The last book in this trilogy and let’s just say I had high expectations. This book had some highs and lows for me but overall I still enjoyed it. I first want to start off by saying that this book didn’t have to be 700 pages. At times, I forgot exactly the details of the war that was going on as there was so much information being added all the time that I felt like I couldn’t keep track of it.

I loved the characters in this book, nothing was wrong with them. Nesta became one of my favourites for being so strong and always believing in herself. The romance between her and Cassian was one of my favourites as I liked how she didn’t fall in love with him instantly. I also loved the relationship between Feyre and her sisters, family was picked over everything else and I appreciated the small details like that because it is relatable.

Mor being a lesbian came out of nowhere for me and I get that Sarah J Maas wanted to include diversity but I just think there’s no point including it if it’s going to be forced. One of the reasons why I enjoyed this book, but didn’t love it as much I hoped I would is that the reasoning for some of the plot did seem a little forced or it was a random connection and then suddenly it all flowed. I know it is a fantasy and to be honest,, authors can go wild whilst writing them but I would’ve preferred it if there was more thought gone into some of the subplots or a more reasonable connection.

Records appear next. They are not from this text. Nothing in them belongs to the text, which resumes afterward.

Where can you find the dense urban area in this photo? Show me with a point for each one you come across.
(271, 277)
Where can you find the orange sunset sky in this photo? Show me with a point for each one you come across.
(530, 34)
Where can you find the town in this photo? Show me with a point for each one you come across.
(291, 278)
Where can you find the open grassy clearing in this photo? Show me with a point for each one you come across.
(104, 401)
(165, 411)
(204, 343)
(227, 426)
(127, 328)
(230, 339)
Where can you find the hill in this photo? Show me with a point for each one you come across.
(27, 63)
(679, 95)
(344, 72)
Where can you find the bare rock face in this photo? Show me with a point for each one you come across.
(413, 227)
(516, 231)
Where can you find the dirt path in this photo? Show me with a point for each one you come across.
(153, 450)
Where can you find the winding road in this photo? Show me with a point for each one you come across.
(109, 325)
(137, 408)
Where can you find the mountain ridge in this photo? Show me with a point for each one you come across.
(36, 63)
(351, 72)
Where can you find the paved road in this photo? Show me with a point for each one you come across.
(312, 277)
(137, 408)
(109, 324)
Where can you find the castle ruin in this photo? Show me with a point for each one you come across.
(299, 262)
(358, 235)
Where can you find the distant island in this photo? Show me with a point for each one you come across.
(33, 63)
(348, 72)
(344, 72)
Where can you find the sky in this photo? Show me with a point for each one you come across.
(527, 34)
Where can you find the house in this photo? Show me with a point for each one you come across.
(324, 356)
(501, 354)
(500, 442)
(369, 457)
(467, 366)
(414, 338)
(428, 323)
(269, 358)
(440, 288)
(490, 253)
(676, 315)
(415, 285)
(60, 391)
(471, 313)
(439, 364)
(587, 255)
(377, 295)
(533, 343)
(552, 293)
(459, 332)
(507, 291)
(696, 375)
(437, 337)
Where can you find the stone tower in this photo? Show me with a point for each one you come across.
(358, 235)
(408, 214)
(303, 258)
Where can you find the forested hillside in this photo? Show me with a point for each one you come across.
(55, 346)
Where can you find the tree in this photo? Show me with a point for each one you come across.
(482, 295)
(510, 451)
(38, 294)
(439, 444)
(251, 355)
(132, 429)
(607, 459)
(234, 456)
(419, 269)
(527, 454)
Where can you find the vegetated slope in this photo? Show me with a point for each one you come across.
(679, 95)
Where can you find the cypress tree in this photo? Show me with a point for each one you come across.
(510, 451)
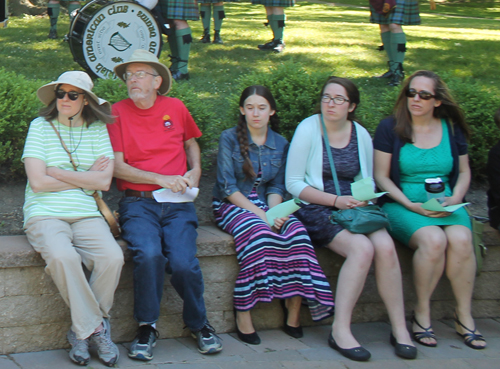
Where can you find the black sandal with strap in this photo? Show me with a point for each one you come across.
(420, 336)
(470, 336)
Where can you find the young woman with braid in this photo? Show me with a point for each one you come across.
(275, 262)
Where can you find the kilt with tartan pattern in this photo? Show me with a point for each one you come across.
(406, 13)
(179, 9)
(216, 1)
(280, 3)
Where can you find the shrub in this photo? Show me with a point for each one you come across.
(18, 107)
(479, 104)
(295, 91)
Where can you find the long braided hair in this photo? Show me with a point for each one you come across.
(241, 128)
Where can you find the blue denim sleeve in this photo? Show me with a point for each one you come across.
(226, 179)
(277, 184)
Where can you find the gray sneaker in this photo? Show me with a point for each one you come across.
(141, 347)
(207, 339)
(79, 352)
(106, 349)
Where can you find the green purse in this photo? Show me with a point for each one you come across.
(362, 220)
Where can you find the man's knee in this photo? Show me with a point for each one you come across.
(185, 269)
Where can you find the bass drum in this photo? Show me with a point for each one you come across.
(106, 33)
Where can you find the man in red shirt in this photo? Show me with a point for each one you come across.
(154, 139)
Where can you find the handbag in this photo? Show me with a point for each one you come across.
(109, 216)
(477, 241)
(362, 220)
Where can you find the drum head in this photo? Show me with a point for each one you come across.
(106, 33)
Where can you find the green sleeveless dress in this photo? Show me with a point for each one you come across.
(416, 165)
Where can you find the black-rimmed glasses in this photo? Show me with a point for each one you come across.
(139, 75)
(424, 95)
(337, 100)
(72, 95)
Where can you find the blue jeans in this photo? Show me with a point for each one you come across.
(162, 238)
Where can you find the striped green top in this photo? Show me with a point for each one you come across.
(42, 143)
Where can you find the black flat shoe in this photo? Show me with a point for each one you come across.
(402, 350)
(295, 332)
(470, 336)
(250, 338)
(355, 353)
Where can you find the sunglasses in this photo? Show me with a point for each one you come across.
(424, 95)
(72, 95)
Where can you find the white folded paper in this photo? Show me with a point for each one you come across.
(282, 210)
(166, 195)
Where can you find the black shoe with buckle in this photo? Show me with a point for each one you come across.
(178, 76)
(206, 36)
(268, 45)
(387, 74)
(398, 75)
(279, 46)
(52, 34)
(217, 39)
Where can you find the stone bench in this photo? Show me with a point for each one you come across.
(33, 317)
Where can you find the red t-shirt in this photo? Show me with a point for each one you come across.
(152, 139)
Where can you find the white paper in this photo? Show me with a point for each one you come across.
(282, 210)
(166, 195)
(362, 190)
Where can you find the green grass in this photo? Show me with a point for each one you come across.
(320, 38)
(464, 8)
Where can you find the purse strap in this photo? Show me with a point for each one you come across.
(330, 157)
(95, 195)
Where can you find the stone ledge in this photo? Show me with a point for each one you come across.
(16, 251)
(33, 316)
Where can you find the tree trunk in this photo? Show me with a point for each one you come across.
(20, 7)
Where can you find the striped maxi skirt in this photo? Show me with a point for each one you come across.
(273, 265)
(406, 13)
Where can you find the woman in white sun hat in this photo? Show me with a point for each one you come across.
(67, 157)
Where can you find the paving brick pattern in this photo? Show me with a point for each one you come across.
(279, 351)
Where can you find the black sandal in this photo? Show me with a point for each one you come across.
(470, 336)
(427, 333)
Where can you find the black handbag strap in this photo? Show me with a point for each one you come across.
(330, 157)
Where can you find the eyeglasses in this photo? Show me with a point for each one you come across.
(139, 75)
(72, 95)
(337, 100)
(424, 95)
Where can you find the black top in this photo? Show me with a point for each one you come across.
(493, 170)
(388, 141)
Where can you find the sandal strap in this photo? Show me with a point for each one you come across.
(428, 329)
(469, 337)
(428, 333)
(473, 331)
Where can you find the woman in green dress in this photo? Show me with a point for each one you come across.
(426, 138)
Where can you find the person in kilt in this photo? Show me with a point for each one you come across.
(177, 13)
(206, 14)
(393, 37)
(275, 10)
(53, 10)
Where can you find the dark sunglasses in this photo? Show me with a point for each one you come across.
(72, 95)
(424, 95)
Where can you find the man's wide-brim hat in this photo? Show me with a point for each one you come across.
(81, 80)
(145, 57)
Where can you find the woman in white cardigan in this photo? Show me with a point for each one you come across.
(309, 177)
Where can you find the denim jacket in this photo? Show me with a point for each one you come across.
(271, 157)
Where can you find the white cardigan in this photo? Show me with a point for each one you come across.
(304, 165)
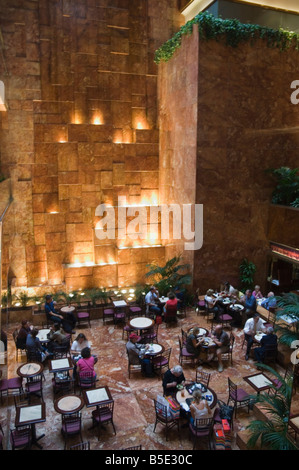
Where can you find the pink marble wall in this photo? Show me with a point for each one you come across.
(245, 123)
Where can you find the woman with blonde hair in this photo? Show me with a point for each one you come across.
(199, 408)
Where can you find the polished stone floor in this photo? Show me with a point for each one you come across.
(134, 415)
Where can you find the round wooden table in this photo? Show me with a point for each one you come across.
(202, 331)
(68, 404)
(42, 335)
(68, 309)
(141, 323)
(154, 350)
(30, 369)
(209, 395)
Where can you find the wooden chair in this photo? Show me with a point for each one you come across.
(21, 437)
(238, 396)
(229, 354)
(71, 426)
(83, 317)
(202, 377)
(103, 415)
(164, 419)
(133, 367)
(161, 362)
(185, 356)
(18, 348)
(202, 429)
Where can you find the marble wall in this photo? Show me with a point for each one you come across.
(81, 130)
(246, 124)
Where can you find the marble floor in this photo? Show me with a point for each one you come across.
(134, 415)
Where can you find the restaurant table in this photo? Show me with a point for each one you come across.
(208, 343)
(68, 309)
(119, 303)
(154, 350)
(259, 382)
(30, 369)
(60, 365)
(141, 323)
(31, 414)
(202, 331)
(42, 335)
(259, 336)
(209, 395)
(97, 396)
(68, 404)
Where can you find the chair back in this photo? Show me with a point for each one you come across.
(71, 424)
(203, 425)
(21, 437)
(203, 378)
(232, 390)
(86, 379)
(161, 411)
(270, 353)
(81, 446)
(184, 336)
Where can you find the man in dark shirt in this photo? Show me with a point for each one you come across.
(171, 379)
(269, 339)
(52, 315)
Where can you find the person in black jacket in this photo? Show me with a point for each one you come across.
(269, 339)
(171, 379)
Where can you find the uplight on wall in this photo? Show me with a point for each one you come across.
(3, 106)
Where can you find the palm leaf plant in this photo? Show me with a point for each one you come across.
(273, 432)
(170, 275)
(287, 185)
(247, 270)
(289, 305)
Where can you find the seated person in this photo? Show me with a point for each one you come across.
(87, 362)
(34, 346)
(252, 326)
(79, 343)
(270, 301)
(180, 297)
(257, 292)
(22, 335)
(57, 337)
(55, 317)
(171, 379)
(269, 339)
(249, 303)
(228, 288)
(221, 339)
(211, 303)
(151, 300)
(136, 354)
(171, 306)
(192, 345)
(199, 408)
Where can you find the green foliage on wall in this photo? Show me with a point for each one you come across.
(231, 31)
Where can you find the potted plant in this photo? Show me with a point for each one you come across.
(247, 270)
(273, 432)
(169, 276)
(286, 191)
(288, 305)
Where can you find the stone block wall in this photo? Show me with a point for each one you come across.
(245, 124)
(81, 130)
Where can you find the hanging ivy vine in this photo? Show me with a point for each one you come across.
(231, 31)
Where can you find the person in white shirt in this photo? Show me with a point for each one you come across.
(151, 300)
(80, 343)
(252, 326)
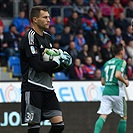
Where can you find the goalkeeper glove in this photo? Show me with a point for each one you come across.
(51, 55)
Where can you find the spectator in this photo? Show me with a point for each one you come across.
(65, 38)
(56, 44)
(52, 32)
(76, 72)
(65, 2)
(84, 53)
(103, 37)
(129, 68)
(117, 8)
(59, 25)
(110, 28)
(97, 74)
(6, 8)
(90, 28)
(4, 45)
(21, 22)
(55, 11)
(75, 22)
(72, 50)
(105, 8)
(93, 6)
(121, 22)
(77, 7)
(96, 55)
(100, 20)
(26, 29)
(125, 3)
(1, 23)
(90, 22)
(13, 39)
(79, 40)
(37, 2)
(107, 52)
(128, 35)
(89, 68)
(117, 37)
(129, 10)
(129, 49)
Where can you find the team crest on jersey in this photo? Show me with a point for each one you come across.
(33, 51)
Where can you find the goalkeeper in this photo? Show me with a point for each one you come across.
(38, 61)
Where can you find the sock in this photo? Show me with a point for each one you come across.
(122, 126)
(99, 124)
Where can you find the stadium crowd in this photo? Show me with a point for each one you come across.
(86, 31)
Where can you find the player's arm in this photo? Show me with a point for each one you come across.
(118, 75)
(103, 77)
(120, 69)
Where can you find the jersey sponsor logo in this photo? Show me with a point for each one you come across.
(31, 37)
(33, 51)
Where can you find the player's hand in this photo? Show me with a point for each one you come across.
(126, 83)
(66, 59)
(51, 55)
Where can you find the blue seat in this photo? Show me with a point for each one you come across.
(60, 76)
(12, 60)
(14, 65)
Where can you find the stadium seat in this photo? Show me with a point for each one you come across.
(13, 60)
(60, 76)
(16, 70)
(14, 65)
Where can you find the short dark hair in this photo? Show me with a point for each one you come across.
(35, 11)
(116, 48)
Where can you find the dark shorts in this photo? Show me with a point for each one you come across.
(39, 106)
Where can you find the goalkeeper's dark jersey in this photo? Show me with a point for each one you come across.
(32, 45)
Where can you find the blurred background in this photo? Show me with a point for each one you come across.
(86, 29)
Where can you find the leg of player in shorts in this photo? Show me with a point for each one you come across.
(107, 104)
(38, 106)
(120, 107)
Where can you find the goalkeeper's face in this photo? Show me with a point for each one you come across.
(43, 21)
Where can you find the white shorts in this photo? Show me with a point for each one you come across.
(115, 103)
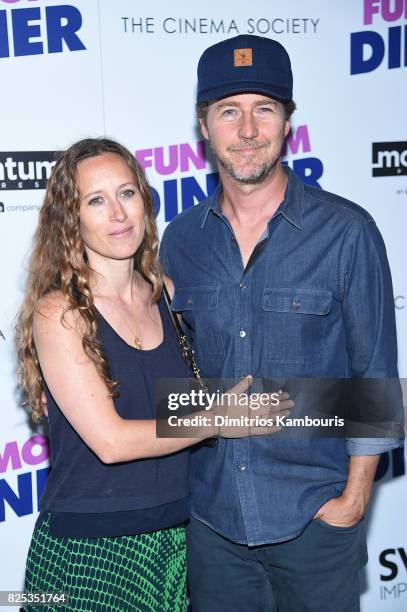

Characters like Lucien and Tamlin were more enjoyable to read and I think this is because at the end of the day, although their actions could be questionable they truly believed everything they did was for the best (especially Tamlin). Readers learnt more about Lucien’s past and I’m quite happy with who his father is! Tamlin’s character development is one of the best ones in the series. He’s still an idiot but we can see he is trying to make things better.

Let’s not forget about Feyre and Rhysand! Probably my favourite fictional couple out there despite the word ‘mate’ being mentioned quite a few times that in the end it was becoming a little irritating. When Feyre came to the realisation that even if she has her own problems to deal with, she loved herself and that was truly heart-warming to read. I loved Rhysand’s personality in general and his unconditional love for not only Feyre but for the people apart of the inner circle.

I could talk more about the other characters like the Bone Carver, how he knew he was going to die but didn’t mind as Feyre was worthy, his death hit me hard, but there are so many other side characters and I do want to talk about the plot and how I’m not completely happy with how it turned out.

Feyre’s father appearing and saving the day annoyed me as suddenly he cares a lot about his daughters. I felt like Lucien deserved more recognition for going on trips to save the day despite no one knowing what he was actually doing. Feyre’s father wasn’t there when his daughters needed him the most and then afterwards when he dies, I didn’t feel any sympathy or pity at all as readers barely knew him.

Although I did get annoyed with how things played out, I still liked this trilogy as a whole. I enjoyed reading this book but not as much as I enjoyed ACOMAF. Sarah J Maas has wonderful writing and if it wasn’t for this trilogy I would’ve never bought a Throne series.